Morgan Jones, Principal in the Corporate Finance team at Bravura, an independent investment banking firm specialising in corporate finance and structured solutions, outlines the imperative of exit strategy planning for owner-operators.
One of the biggest challenges for owner-operator companies is when and how to introduce some form of exit or succession planning, says Jones.
“Successful companies will first and foremost focus on their product and service offerings, expanding the customer base and managing operational issues to drive revenue and profitability growth. However, there are a few key disciplines that will not only assist with exit or succession planning but if done correctly, can also support delivery of these other business goals.”
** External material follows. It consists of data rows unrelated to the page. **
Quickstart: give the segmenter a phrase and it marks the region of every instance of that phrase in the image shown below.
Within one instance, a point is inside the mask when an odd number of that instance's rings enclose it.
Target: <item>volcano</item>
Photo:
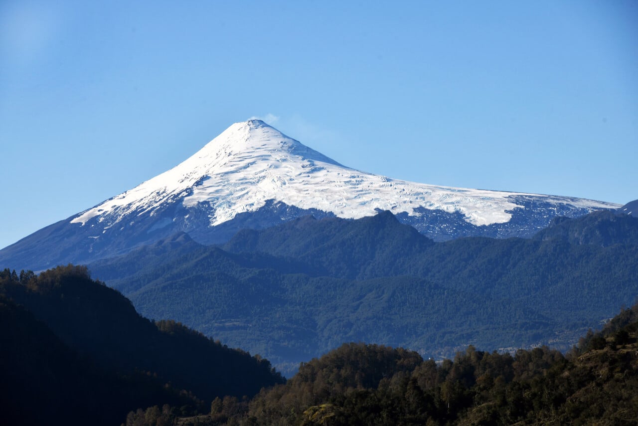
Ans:
[[[408,182],[340,164],[262,121],[236,123],[195,155],[135,188],[0,250],[0,266],[40,270],[126,253],[184,232],[224,243],[312,215],[389,211],[435,241],[529,237],[558,216],[615,209],[570,197]]]

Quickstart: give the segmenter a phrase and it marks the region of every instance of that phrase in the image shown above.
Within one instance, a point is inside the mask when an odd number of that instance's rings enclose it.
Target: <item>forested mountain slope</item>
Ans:
[[[202,400],[251,395],[282,381],[266,360],[175,321],[140,317],[85,267],[39,275],[4,270],[0,298],[2,413],[24,415],[20,424],[59,424],[70,413],[71,424],[113,424],[142,405],[195,409]],[[34,406],[36,400],[43,405]],[[51,411],[38,411],[43,406]]]
[[[638,291],[638,244],[625,232],[638,219],[617,219],[556,225],[618,236],[602,247],[558,238],[434,243],[388,212],[303,218],[240,232],[221,248],[182,235],[90,267],[144,315],[176,318],[284,368],[344,341],[436,357],[470,344],[566,348]]]

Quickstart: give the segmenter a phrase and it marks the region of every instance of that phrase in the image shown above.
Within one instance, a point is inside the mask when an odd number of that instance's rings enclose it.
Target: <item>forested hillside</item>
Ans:
[[[180,234],[90,268],[145,316],[175,318],[290,374],[346,341],[438,359],[469,344],[567,349],[634,301],[637,235],[638,218],[598,212],[532,240],[434,243],[381,212],[242,231],[221,247]]]
[[[0,271],[0,318],[3,424],[112,425],[153,404],[197,412],[283,381],[265,359],[142,317],[83,266]]]
[[[401,348],[345,344],[250,401],[216,399],[208,415],[167,424],[635,425],[637,337],[638,305],[566,354],[470,346],[436,363]],[[131,412],[126,425],[159,424],[146,420],[157,414]]]

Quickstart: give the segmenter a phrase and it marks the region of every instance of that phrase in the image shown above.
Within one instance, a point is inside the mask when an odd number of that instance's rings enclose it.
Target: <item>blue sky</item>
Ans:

Jones adds that when considering the introduction of a financial or strategic partner, or an outright sale, the following areas should be contemplated to ensure the business attracts the right value, reflective of the true performance potential of the business:
Key man risk
A business that relies heavily or solely on one person is inherently riskier. A business with clearly defined roles, systems, policies and an institutional knowledge base is a more stable organisation and will attract external investors.
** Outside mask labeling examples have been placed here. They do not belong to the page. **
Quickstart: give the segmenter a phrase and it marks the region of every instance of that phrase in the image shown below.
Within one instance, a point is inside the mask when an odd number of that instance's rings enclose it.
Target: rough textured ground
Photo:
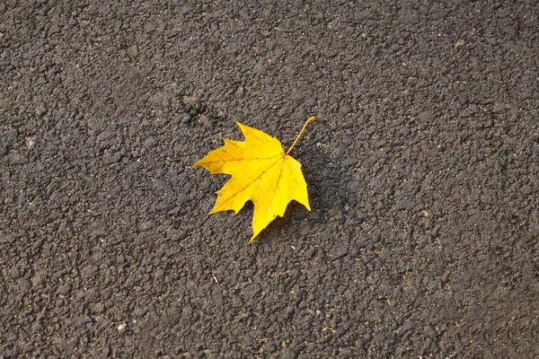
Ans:
[[[75,3],[0,2],[0,357],[539,355],[535,1]],[[207,215],[312,115],[311,212]]]

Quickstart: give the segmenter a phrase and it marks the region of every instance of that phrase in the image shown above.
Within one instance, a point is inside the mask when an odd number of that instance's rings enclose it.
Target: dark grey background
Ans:
[[[245,3],[0,2],[0,357],[539,355],[537,3]]]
Reliable management information and Key Performance Indicators
External investors need reliable information in order to objectively assess the business. More than just the annual financial accounts are required. There should be an opportunity to obtain a deeper understanding of the business through key data points, the tracking of financial performance, the accuracy of budgeting and forecasting versus actual results and the ability to underpin the growth prospects of the business through a data-driven understanding of the business. In addition, the appropriate use of Management Information can often materially enhance the understanding of the business by the existing owners and offer opportunities for refinement and enhancement of strategy pre any investor dialogues.
Strategy and market strategy
Whilst a very broad topic in and of itself, simplistically, growth opportunities and prospects as well as market conditions should be clearly understood. Being able to effectively define what the business can and should achieve will be critical. For example, a business with a diversified customer and supplier base in a deep and growing market mitigates concerns around concentration risk and enhances the perspective of growth opportunities being realistic.
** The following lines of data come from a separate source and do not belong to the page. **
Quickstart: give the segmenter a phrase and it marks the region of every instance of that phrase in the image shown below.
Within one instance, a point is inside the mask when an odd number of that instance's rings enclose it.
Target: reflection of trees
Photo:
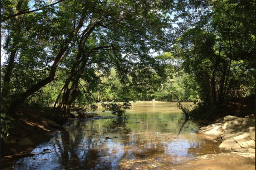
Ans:
[[[108,123],[107,125],[103,126],[105,128],[104,132],[105,133],[119,132],[121,134],[128,134],[131,130],[130,128],[127,127],[127,120],[126,119],[113,119],[111,123]]]
[[[110,124],[110,128],[118,125],[122,127],[123,131],[128,130],[125,121],[115,120]],[[57,147],[55,153],[59,164],[63,166],[61,167],[72,170],[97,169],[99,167],[109,169],[116,166],[111,161],[103,161],[102,159],[109,155],[109,148],[105,147],[101,141],[96,140],[95,136],[90,134],[97,132],[96,128],[93,128],[93,122],[90,121],[91,124],[89,125],[90,125],[92,128],[90,131],[87,128],[88,125],[83,123],[83,121],[74,122],[67,127],[67,131],[62,133],[55,140]],[[84,132],[87,132],[87,134],[85,134]]]

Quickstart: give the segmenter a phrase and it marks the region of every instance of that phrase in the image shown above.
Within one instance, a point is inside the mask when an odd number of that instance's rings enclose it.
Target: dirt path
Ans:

Record keeping and administration
An ability to demonstrate a proactive approach to record keeping and filing is always helpful. Critically, one should always seek to ensure that the business’ affairs (tax, legal etc.) are fully up to date and any issues or concerns must be clarified and adequately addressed.
The company’s websites, brochures and marketing communications are updated so that they reflect the desired external image.
“Contemplating an exit is in itself, a complex conversation,” Jones says.
“Why would exit be relevant, why would a minority investor be relevant, am I looking to diversify, what is my role in the business going forward, is a sale or a listing on the stock exchange more appropriate?
“These considerations require expert input and guidance as there is never a one size fits all answer to these questions. In addition, if an exit in the medium term is a genuine possibility, it is also worth considering the legal structure of the company itself as well as that of the shareholders’ ownership of the company.”
Jones adds that by working with an expert adviser, all of the above can be factored into the thinking of the business and its owners.
“This ensures that even before any exit process is contemplated, the company’s preparedness has been enhanced, which will increase the likelihood that the price realisable for the business reflects the time and effort and resources that have been required to get the business to where it is today. Even when no exit is necessarily planned, preparation in respect of the above can be important in agreeing whether the timing is right if an unsolicited approach is made to the business.”